The defense of a school focused on learning tries to reverse the overload of a school to which society is progressively assigning all kinds of missions. It is not about advocating or proposing a return to any mythical past, much less defending minimal programs such as “reading, writing, and counting” or back to basics trends of educational resources.

These movements, which acquired great importance in the face of the school crisis and its inability to respond to the overcrowding of teaching, are based on the defense of traditional teaching and have proved enormously poor, both theoretically and practically. Rather, it is about opening new perspectives that put learning, in its broadest sense, at the center of our concerns.

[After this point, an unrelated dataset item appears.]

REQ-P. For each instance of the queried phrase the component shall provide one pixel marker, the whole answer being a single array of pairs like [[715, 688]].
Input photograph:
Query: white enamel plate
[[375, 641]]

However, two fundamental questions remain to be resolved. First, to ensure that all children acquire a common knowledge base: any educational policy must assume this objective, without considering failure as a fatality impossible to combat. Second, promoting different schooling programs, adapted to the inclinations and projects of each one. It is necessary that children and young people, especially those who come from underprivileged backgrounds, rediscover a meaning for school, because only in this way will we achieve that “all students truly succeed.”

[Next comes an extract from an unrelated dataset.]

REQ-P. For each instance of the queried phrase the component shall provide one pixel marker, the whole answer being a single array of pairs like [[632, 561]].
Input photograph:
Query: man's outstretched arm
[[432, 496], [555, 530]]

For learning to take place, the school will undoubtedly have to fulfill some social and welfare missions. The dramas of misery, hunger and abuse, premature pregnancies or drug use, among many others, make a coherent educational project unfeasible. But assuming these tasks, provisionally, by ethical imperative is not the same as defining them as primary missions of the school, and this has been the biggest mistake of the overloaded school.

Educational Improvements

school library

A new perspective on learning should be enriched by the studies and contributions that have been made in various scientific and cultural fields, but which have largely not yet reached educational theories, and much less school practices:

  • recent work in neuroscience on the importance of emotions, feelings and consciousness in learning;
  • research that highlights the role of memory and creativity; the works in cognitive psychology on the different forms of intelligence;
  • unpredictability theories about the unexpected and even “disorganized” nature of many learnings and the importance of ascribing meaning and significance to them;
  • the consequences for learning new technologies, of the different forms of virtual navigation and information processing;

Despite the fact that the previous reflection would take us very far and would force us to start a new text, what is worth highlighting is that many of these theories share a common substrate, the principle of complexity, an element that contradicts a large part from the assumptions of traditional teaching, such as that learning is processed from the simplest to the most complex, or from the most concrete to the most abstract. Learning is not a linear process and must be weighed from a multipolar perspective, something very different from the simplifications that characterize both the traditional school and modern pedagogy.

Building Knowledge

Promoting learning is understanding the importance of its relationship with knowledge, it is establishing new ways of thinking and working at school, it is building knowledge that is part of a personal trajectory. To speak of a complex and transdisciplinary perspective is not to reject the role of traditional disciplines, but to assume that school knowledge has to be closer to scientific knowledge and the complexity it has been acquiring in recent decades.

At the same time – and this is not a minor aspect – it is necessary for schools to free themselves from the physical structures in which they have lived since the end of the nineteenth century. At that time, almost 150 years ago, school buildings were designed with great boldness and creativity, combining projects and knowledge of teachers, architects, hygienists, doctors, pedagogues and many other specialists. Today it is necessary to mobilize with the same vigor new energies for the creation of innovative educational environments, learning spaces that are up to the challenges of contemporary times.